She puts her message into its bottle without showing it to Larry, pushing it deep inside.

‘I have to go now, darling,’ she says.

‘Go? Where?’

‘Just go.’

She gives him the little bottle.

‘The last one’s for you.’

She gives him a kiss, climbs onto her bike, and pedals away up Chelsea Bridge Road.

Larry unscrews the bottle cap and tries to get the roll of paper out, but the neck is too narrow. Baffled, mildly irritated, he gazes at the bottle, wondering what to do. The paper inside has partially unrolled itself, so even if he were able to grip it through the neck it would tear as he pulled it out. The only solution is to break the bottle.

He holds it by its neck and taps it against the kerb. Then he taps it more briskly. Finally he hits it a sharp blow, and it shatters. He picks the paper out from among the glittering fragments of glass, and unrolls it, and reads.

If you find this message please believe that I expect nothing from you and only want you to go on being happy. I am going to have a baby. I love you.

Larry stands up, blood draining from his face. His first instinct is to ride after Nell at once. But he realises he has no idea where she’s gone, and will never find her. So instead he wheels his bike slowly off the bridge, fighting a confusion of emotions.

Most of all, he feels frightened. It’s not a specific fear, it’s a kind of panic. Events are exploding beyond his control, unknown forces are bearing down upon him. Then through the panic, like a mist burned off by the sun, he feels a hot shining pride.

I’m going to be a father.

The thought is so immense it overwhelms him. It exhilarates him and fills him with dread at the same time. The responsibility is too great. It changes everything.

I’m to have a wife and child.

A wife! It’s almost impossible to see Nell in this role. And yet of course they must marry.

So is this it?

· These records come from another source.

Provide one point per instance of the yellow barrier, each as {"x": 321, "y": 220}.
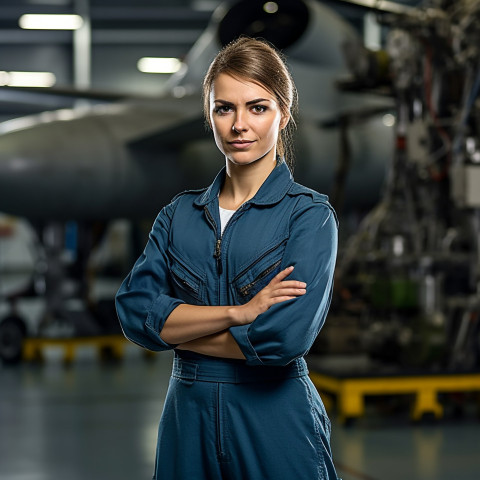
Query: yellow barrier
{"x": 350, "y": 392}
{"x": 113, "y": 345}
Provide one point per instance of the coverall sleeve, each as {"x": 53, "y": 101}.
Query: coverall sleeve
{"x": 143, "y": 301}
{"x": 287, "y": 330}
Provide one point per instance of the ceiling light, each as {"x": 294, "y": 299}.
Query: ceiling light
{"x": 27, "y": 79}
{"x": 159, "y": 65}
{"x": 50, "y": 22}
{"x": 271, "y": 7}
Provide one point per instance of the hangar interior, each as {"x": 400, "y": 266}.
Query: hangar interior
{"x": 95, "y": 138}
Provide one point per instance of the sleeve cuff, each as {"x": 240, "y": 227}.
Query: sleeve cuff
{"x": 158, "y": 314}
{"x": 240, "y": 334}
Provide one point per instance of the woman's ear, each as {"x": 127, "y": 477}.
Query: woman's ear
{"x": 284, "y": 121}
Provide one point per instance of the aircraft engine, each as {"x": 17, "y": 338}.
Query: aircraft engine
{"x": 409, "y": 277}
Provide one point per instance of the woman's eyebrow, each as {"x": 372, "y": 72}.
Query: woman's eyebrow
{"x": 250, "y": 102}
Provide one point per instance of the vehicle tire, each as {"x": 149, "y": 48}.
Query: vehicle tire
{"x": 12, "y": 333}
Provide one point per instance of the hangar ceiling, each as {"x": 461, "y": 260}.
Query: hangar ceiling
{"x": 122, "y": 32}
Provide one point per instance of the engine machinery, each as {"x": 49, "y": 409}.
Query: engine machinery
{"x": 408, "y": 278}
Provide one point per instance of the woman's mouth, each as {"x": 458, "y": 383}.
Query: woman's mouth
{"x": 241, "y": 144}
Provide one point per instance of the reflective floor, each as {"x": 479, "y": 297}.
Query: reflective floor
{"x": 97, "y": 421}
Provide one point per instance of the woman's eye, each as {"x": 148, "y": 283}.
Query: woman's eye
{"x": 259, "y": 108}
{"x": 222, "y": 109}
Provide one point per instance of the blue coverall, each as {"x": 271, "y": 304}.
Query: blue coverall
{"x": 254, "y": 419}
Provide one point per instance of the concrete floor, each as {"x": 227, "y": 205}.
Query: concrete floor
{"x": 95, "y": 421}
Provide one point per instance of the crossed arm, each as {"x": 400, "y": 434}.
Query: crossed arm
{"x": 204, "y": 329}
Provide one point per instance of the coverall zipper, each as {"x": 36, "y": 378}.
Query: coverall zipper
{"x": 218, "y": 244}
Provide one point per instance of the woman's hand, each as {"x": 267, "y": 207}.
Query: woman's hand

Is this my life already laid out before me?

He knows even as he forms the thought that this is not the life he meant to lead. But if not this, then what? What is this dream of a future that even now he sees being lost to him for ever?

Dazed, he mounts his bike and sets off pedalling up Chelsea Bridge Road, in the direction Nell took. He realises then that she must have planned it all to happen this way. She must have dreamed up her game with the messages in bottles as a way to give him time alone to form his response. He feels a sudden flood of love. What an extraordinary girl she is! Old beyond her years, she understands all he is now going through. She knows he’ll have doubts about committing himself to a future with her. So she bicycles away. This touches him deeply. Adrift in the great world, she cares enough for him not to lay on him a greater burden than he can carry.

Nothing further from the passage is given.